In most cases, however, it has focused on the special case of the so-called ``balanced'' optimal transport
problem, that is, the problem of optimally matching positive measures of equal total mass. While this approach is suitable for handling probability distributions as their total mass is always equal to one, it precludes other applications manipulating disparate measures.
Our paper proposes a fast approach to the optimal transport of constant distributions supported on point sets of different cardinality via one-dimensional slices. This leads to one-dimensional partial assignment problems akin to alignment problems encountered in genomics or text comparison. Contrary to one-dimensional balanced optimal transport that leads to a trivial linear-time algorithm, such partial optimal transport, even in 1-d, has not seen any closed-form solution nor very efficient algorithms to date.

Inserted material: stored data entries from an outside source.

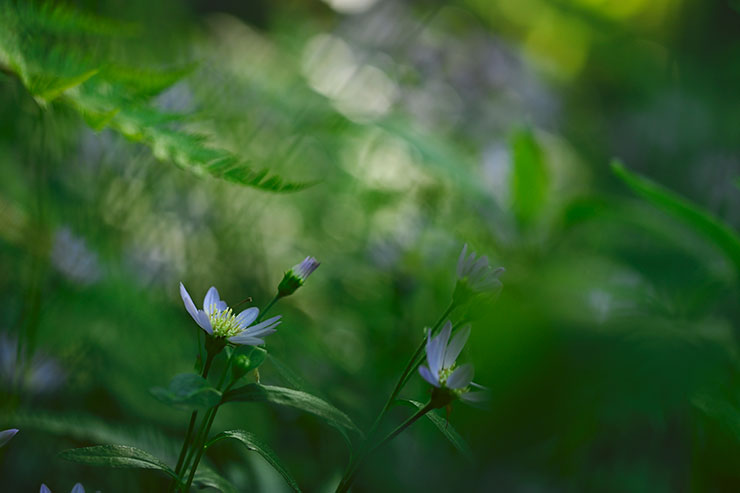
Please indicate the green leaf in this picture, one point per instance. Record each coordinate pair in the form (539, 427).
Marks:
(255, 392)
(255, 357)
(529, 178)
(118, 456)
(208, 478)
(701, 221)
(253, 443)
(188, 390)
(62, 55)
(445, 428)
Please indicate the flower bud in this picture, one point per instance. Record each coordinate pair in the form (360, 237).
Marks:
(295, 277)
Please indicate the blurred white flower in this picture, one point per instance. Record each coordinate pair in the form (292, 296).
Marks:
(41, 375)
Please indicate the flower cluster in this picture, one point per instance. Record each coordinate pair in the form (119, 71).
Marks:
(220, 322)
(449, 380)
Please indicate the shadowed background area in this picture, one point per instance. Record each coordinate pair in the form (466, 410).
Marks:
(588, 146)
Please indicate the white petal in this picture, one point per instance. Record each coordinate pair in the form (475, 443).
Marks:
(204, 321)
(426, 374)
(455, 346)
(436, 350)
(267, 324)
(246, 340)
(476, 398)
(444, 339)
(247, 316)
(189, 305)
(211, 301)
(461, 377)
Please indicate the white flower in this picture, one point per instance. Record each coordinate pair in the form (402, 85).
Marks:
(305, 268)
(442, 370)
(218, 320)
(478, 275)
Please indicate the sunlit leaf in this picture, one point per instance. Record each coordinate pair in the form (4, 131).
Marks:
(445, 428)
(188, 390)
(253, 443)
(117, 456)
(529, 178)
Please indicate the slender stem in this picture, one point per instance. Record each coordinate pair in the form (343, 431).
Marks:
(189, 434)
(410, 366)
(202, 435)
(405, 375)
(267, 308)
(349, 478)
(201, 446)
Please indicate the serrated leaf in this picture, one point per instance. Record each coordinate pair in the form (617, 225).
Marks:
(207, 477)
(701, 221)
(117, 456)
(253, 443)
(445, 428)
(255, 392)
(529, 178)
(188, 390)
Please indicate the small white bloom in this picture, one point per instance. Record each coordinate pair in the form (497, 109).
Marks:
(218, 320)
(442, 370)
(476, 272)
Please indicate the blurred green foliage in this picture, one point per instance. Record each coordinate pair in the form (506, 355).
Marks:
(403, 130)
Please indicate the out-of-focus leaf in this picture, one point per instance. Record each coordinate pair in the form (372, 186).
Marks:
(118, 456)
(254, 392)
(255, 356)
(188, 390)
(701, 221)
(56, 63)
(529, 177)
(445, 428)
(253, 443)
(207, 477)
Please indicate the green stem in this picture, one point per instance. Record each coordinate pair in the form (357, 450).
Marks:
(405, 375)
(349, 478)
(410, 366)
(208, 420)
(202, 435)
(191, 426)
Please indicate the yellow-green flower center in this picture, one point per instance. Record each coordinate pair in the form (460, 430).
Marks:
(224, 323)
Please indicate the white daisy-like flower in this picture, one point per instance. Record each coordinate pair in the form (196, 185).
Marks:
(450, 380)
(219, 321)
(476, 272)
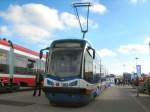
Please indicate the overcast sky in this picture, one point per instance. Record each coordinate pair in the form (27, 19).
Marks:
(118, 29)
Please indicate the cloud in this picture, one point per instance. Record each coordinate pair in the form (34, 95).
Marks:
(37, 23)
(3, 29)
(106, 53)
(137, 1)
(135, 48)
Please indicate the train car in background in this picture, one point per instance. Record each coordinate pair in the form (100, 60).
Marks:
(72, 74)
(25, 65)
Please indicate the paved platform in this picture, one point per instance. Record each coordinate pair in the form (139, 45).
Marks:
(114, 99)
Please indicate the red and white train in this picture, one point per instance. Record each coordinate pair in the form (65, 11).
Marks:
(26, 64)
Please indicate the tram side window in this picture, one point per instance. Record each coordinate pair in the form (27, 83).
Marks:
(88, 67)
(20, 65)
(3, 62)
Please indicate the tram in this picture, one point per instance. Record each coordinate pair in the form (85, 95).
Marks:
(24, 65)
(72, 72)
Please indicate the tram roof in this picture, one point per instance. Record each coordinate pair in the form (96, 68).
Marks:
(70, 40)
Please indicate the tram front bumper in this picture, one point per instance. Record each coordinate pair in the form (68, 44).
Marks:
(65, 90)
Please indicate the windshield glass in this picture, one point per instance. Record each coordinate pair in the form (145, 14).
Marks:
(65, 62)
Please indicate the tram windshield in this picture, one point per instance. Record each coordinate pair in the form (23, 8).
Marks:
(65, 62)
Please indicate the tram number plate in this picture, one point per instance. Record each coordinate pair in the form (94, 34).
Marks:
(65, 84)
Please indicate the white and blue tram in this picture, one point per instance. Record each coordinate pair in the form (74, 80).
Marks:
(72, 72)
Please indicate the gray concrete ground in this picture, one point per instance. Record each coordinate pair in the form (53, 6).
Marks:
(114, 99)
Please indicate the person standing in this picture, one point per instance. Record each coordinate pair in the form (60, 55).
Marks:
(38, 85)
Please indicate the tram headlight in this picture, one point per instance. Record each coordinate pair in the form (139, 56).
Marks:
(73, 83)
(50, 82)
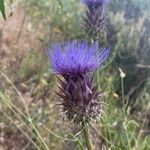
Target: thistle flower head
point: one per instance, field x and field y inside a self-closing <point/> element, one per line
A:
<point x="76" y="58"/>
<point x="92" y="4"/>
<point x="74" y="61"/>
<point x="95" y="20"/>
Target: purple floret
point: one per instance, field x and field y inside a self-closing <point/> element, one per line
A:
<point x="76" y="58"/>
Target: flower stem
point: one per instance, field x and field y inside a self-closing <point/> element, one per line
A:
<point x="87" y="136"/>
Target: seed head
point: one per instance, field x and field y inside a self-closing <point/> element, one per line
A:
<point x="75" y="62"/>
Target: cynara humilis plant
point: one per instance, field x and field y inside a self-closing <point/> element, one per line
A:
<point x="95" y="21"/>
<point x="75" y="62"/>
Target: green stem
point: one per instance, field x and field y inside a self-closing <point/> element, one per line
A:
<point x="87" y="136"/>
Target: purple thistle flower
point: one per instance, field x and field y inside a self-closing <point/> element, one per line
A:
<point x="96" y="19"/>
<point x="76" y="61"/>
<point x="76" y="58"/>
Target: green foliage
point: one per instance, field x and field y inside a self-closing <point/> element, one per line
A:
<point x="2" y="8"/>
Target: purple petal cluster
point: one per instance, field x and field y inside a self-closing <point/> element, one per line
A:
<point x="76" y="58"/>
<point x="93" y="4"/>
<point x="74" y="61"/>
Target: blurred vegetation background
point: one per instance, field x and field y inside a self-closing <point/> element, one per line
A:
<point x="29" y="116"/>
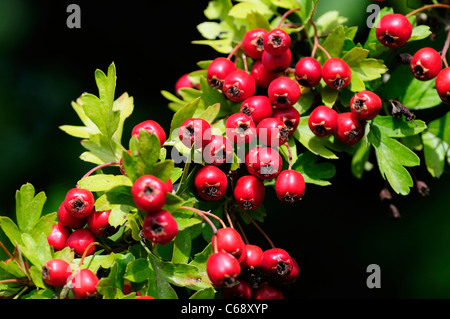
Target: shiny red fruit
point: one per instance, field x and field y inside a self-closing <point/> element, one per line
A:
<point x="160" y="228"/>
<point x="55" y="272"/>
<point x="323" y="121"/>
<point x="149" y="193"/>
<point x="393" y="30"/>
<point x="349" y="129"/>
<point x="151" y="127"/>
<point x="79" y="202"/>
<point x="210" y="183"/>
<point x="308" y="72"/>
<point x="365" y="105"/>
<point x="249" y="192"/>
<point x="223" y="269"/>
<point x="290" y="186"/>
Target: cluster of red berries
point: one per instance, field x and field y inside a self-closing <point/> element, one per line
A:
<point x="246" y="271"/>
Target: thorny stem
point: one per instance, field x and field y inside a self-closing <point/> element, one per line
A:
<point x="286" y="14"/>
<point x="427" y="7"/>
<point x="259" y="228"/>
<point x="445" y="49"/>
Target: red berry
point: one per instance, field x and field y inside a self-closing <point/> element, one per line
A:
<point x="195" y="131"/>
<point x="254" y="255"/>
<point x="290" y="117"/>
<point x="210" y="183"/>
<point x="239" y="85"/>
<point x="79" y="202"/>
<point x="218" y="70"/>
<point x="267" y="291"/>
<point x="284" y="92"/>
<point x="249" y="192"/>
<point x="276" y="63"/>
<point x="218" y="151"/>
<point x="84" y="284"/>
<point x="67" y="219"/>
<point x="223" y="269"/>
<point x="272" y="132"/>
<point x="276" y="42"/>
<point x="393" y="30"/>
<point x="276" y="263"/>
<point x="79" y="240"/>
<point x="443" y="85"/>
<point x="98" y="223"/>
<point x="323" y="121"/>
<point x="264" y="163"/>
<point x="55" y="272"/>
<point x="308" y="72"/>
<point x="57" y="238"/>
<point x="290" y="186"/>
<point x="426" y="64"/>
<point x="349" y="130"/>
<point x="160" y="228"/>
<point x="262" y="76"/>
<point x="365" y="105"/>
<point x="229" y="240"/>
<point x="149" y="193"/>
<point x="258" y="107"/>
<point x="252" y="43"/>
<point x="240" y="128"/>
<point x="151" y="127"/>
<point x="242" y="290"/>
<point x="336" y="73"/>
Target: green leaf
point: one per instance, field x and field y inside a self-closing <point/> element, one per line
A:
<point x="435" y="152"/>
<point x="28" y="207"/>
<point x="313" y="172"/>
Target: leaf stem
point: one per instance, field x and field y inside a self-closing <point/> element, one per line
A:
<point x="427" y="7"/>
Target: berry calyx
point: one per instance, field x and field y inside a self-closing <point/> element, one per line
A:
<point x="239" y="85"/>
<point x="393" y="30"/>
<point x="79" y="202"/>
<point x="98" y="223"/>
<point x="210" y="183"/>
<point x="230" y="241"/>
<point x="426" y="64"/>
<point x="349" y="130"/>
<point x="218" y="151"/>
<point x="58" y="236"/>
<point x="276" y="262"/>
<point x="253" y="44"/>
<point x="79" y="240"/>
<point x="443" y="85"/>
<point x="308" y="72"/>
<point x="365" y="105"/>
<point x="84" y="284"/>
<point x="149" y="193"/>
<point x="290" y="117"/>
<point x="323" y="121"/>
<point x="249" y="192"/>
<point x="290" y="186"/>
<point x="284" y="92"/>
<point x="55" y="272"/>
<point x="257" y="107"/>
<point x="276" y="42"/>
<point x="195" y="131"/>
<point x="263" y="162"/>
<point x="223" y="269"/>
<point x="218" y="70"/>
<point x="240" y="128"/>
<point x="272" y="132"/>
<point x="151" y="127"/>
<point x="336" y="73"/>
<point x="160" y="228"/>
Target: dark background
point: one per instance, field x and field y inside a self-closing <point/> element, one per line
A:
<point x="334" y="233"/>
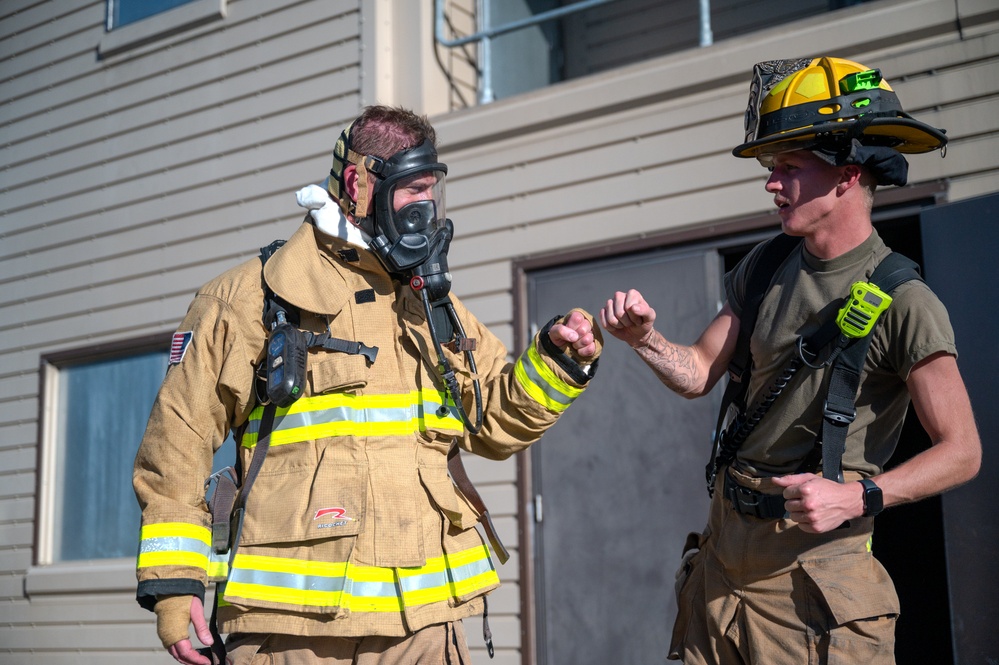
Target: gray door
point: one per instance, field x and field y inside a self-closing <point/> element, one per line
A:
<point x="619" y="481"/>
<point x="960" y="241"/>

We provide the first efficient 1-d partial optimal transport solver. Along with a quasilinear time problem decomposition algorithm, it solves 1-d assignment problems consisting of up to millions of Dirac distributions within fractions of a second in parallel.
We handle higher dimensional problems via a slicing approach, and further extend the popular iterative closest point algorithm using optimal transport -- an algorithm we call Fast Iterative Sliced Transport. We illustrate our method on computer graphics applications such a color transfer and point cloud registration.